Erhlich famously lost the bet, and this loss has been used (as if it were serious evidence) by neoconservatives against sustainability advocates ever since.

A deeper understanding of the bet is that it is a clash of economic ideology against physics and ecology.

Essentially, Simon bet that humans would find a way to adapt in each and every case of resource scarcity by substituting or innovating around problems because of the incentive to change provided by increased price. The free market would always win.

Erhlich, essentially, bet that some resources could not be substituted for. Physical resource constraints would limit global population, and Ehrlich wished to avoid the Malthusian crunch.

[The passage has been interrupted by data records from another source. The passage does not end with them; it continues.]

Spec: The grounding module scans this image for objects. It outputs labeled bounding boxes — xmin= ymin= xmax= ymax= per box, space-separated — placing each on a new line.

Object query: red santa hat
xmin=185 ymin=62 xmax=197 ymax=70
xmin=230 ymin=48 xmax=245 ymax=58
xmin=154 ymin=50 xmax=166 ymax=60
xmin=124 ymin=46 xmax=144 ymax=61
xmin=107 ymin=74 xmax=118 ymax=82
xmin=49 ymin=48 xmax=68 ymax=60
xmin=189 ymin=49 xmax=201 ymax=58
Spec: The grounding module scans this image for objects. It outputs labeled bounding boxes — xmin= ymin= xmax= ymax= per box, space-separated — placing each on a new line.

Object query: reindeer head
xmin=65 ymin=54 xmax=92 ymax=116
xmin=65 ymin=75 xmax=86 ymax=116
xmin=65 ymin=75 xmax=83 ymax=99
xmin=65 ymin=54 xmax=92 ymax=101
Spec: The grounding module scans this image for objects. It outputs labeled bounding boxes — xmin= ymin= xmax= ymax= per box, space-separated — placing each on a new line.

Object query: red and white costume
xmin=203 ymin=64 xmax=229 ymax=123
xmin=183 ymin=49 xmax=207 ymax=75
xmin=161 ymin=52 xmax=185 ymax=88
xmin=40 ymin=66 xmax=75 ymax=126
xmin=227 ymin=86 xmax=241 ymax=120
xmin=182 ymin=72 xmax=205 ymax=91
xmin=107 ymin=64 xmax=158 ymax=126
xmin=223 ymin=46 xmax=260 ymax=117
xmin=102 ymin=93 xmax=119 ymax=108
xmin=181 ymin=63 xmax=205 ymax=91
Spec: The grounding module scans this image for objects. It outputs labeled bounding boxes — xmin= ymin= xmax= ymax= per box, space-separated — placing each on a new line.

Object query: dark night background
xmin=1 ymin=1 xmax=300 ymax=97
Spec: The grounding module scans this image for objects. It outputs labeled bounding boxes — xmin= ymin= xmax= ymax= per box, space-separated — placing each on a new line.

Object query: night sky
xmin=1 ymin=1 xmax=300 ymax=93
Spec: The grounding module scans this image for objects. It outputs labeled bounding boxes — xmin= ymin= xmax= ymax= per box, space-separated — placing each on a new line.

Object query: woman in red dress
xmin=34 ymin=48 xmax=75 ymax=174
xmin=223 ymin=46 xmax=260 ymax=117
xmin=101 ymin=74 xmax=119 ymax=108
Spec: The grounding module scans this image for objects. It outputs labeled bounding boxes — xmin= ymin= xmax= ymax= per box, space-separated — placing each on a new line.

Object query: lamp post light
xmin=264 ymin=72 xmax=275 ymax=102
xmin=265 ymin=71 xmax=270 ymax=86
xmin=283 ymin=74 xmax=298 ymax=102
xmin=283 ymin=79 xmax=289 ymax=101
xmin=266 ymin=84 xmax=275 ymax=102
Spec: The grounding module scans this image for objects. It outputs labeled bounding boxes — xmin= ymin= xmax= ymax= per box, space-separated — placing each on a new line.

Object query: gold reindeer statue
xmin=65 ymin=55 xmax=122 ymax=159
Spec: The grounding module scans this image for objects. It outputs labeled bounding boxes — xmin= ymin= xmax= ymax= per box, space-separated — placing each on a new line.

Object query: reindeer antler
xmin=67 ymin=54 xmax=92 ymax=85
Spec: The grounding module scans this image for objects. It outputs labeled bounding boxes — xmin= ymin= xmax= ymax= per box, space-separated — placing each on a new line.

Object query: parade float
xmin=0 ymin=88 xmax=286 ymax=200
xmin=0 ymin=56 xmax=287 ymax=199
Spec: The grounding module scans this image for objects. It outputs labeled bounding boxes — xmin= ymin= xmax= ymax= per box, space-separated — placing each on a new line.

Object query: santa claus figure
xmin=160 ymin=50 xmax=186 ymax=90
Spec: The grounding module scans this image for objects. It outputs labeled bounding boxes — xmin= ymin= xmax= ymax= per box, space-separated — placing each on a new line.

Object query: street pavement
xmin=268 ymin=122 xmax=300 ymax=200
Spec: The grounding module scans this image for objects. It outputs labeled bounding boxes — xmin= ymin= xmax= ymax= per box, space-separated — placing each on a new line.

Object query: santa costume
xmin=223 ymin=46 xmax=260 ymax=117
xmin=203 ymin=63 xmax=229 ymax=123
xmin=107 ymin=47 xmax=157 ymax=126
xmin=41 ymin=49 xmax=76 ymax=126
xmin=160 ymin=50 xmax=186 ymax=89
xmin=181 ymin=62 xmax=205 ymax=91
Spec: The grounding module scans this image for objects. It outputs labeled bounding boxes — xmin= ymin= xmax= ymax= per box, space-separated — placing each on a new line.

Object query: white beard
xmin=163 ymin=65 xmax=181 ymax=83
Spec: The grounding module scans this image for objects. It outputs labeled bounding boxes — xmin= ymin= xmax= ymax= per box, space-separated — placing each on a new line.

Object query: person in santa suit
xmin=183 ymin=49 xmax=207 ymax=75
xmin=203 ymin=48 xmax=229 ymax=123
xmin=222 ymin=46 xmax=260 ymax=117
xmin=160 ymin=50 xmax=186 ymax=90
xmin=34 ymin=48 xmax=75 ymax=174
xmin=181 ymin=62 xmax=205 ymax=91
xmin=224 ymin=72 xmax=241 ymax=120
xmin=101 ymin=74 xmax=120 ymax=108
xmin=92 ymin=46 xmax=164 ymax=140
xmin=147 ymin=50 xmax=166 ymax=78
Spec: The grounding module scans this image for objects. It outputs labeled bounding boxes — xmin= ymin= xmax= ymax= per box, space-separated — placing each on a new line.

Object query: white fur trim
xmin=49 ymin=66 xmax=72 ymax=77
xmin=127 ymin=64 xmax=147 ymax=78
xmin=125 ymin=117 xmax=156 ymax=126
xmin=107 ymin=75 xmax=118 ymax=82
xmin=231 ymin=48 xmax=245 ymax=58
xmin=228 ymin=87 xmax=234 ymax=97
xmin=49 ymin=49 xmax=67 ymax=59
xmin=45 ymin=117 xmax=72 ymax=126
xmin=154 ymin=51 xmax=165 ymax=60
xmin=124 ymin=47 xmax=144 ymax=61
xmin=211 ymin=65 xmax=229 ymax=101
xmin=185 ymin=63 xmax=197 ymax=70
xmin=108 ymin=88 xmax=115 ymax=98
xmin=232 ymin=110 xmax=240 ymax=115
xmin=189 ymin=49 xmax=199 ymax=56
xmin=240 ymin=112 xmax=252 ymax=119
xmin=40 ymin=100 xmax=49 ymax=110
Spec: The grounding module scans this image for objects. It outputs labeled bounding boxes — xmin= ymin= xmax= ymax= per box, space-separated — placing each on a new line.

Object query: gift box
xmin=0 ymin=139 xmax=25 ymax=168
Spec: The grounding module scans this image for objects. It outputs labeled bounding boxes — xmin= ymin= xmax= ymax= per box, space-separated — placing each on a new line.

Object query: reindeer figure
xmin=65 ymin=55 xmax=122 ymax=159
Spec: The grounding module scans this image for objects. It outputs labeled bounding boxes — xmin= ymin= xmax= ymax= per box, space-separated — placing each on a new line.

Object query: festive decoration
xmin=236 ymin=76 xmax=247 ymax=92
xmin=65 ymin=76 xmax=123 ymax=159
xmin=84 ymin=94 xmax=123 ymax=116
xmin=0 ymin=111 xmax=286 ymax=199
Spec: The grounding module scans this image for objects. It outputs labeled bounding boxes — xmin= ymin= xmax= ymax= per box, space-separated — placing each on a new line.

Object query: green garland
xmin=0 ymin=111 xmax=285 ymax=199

Simon invited Erhlich to pick any resource commodity to monitor to see who was correct. If the real price of the commodity increased after a certain time, Erhlich would win the bet. If not, Simon would win.

Simon won because the five commodity metals, which were picked by Holdren for Erhlich, all decreased in price.

Forensic reconstruction and deconstruction of this famous wager is a specialty obsession carried on by sustainability geeks and neo-conservatives around the world, as if it somehow mattered. I once took this stuff seriously enough myself to go interview Simon for my own research. It was easy enough to get an interview. Simon had an appointment in the UMD Business School, which was in the same building, Van Munching Hall, in which I spent the first four years of my PhD.

Simon was charismatic, lively, charming, and utterly conceited. It was easy to see why he relished the bet. Ehrlich and Holdren were foolish to take him on, inadvertently helping him publicize his views. In particular, back then in the early days of academic sustainability, few ecologists were studying economics, which was generally seen as part of the problem, not the solution, and so most of the early work was characterized by a reliance on ecology and physics, untempered by supply/demand and other economic theory.

The ecological economics movement would eventually emerge to begin to correct the trend. But that would be years later.

Tierney, it seems, is a Simon protégé. To the point of initiating a new bet, this time with peak oil guru Matthew Simmons.


Imitation is the sincerest from of flattery, I guess. But again, both Simmons and Tierney are missing the point. And Tierney, to compound his Simon-like arrogance, is using the occasion to cast aspersions on John Holdren.

Whose career since the initial Simons/Erhlich bet has been stellar to say the least, blameless, and a serious contribution to world science. And peer-reviewed. Unlike Tierney's.


What is the real point?

Of course humans, within reason, can find technical workarounds for any given resource scarcity. What the economists predict, the engineers usually deliver. With no help, I might add, from economists, ecologists or science writers. High price is often sufficient. No-one likes to leave 100 dollar bills lying in the ground. And we can likely find workarounds for our current scarcity-driven problems, particularly in energy. Some of us are even actually working on the problems, not just writing about them.

But the root of resource scarcity is population growth. And who really wants to live on a planet with 9.5 billion people? Especially one whose climate is changing unpredictably? All that concrete, all those cities, that much less space for wilderness, wildlife, farms and gardens? What Patrick Geddes called the "real wealth."


Not even John Tierney!

And does John Tierney know for sure that free market high price is going to be sufficient incentive to control carbon emissions before a major feedback such as methane or albedo kicks in? Before we enter some accelerated phase of climate change.

Of course not. When Simon and Erhlich made their bet, abrupt climate change was barely known. If the planet decides to enter an accelerated warming or cooling cycle, all bets will be off. There won't be any time or ability for either unbridled market economics, or getting-the-price-right ecological economics, to do a damn thing.

Maybe Nick Stern is right. Maybe an insurance policy is the best way to look at carbon pricing. At least it gets us away from this forever debate between Malthusians and Cornucopians.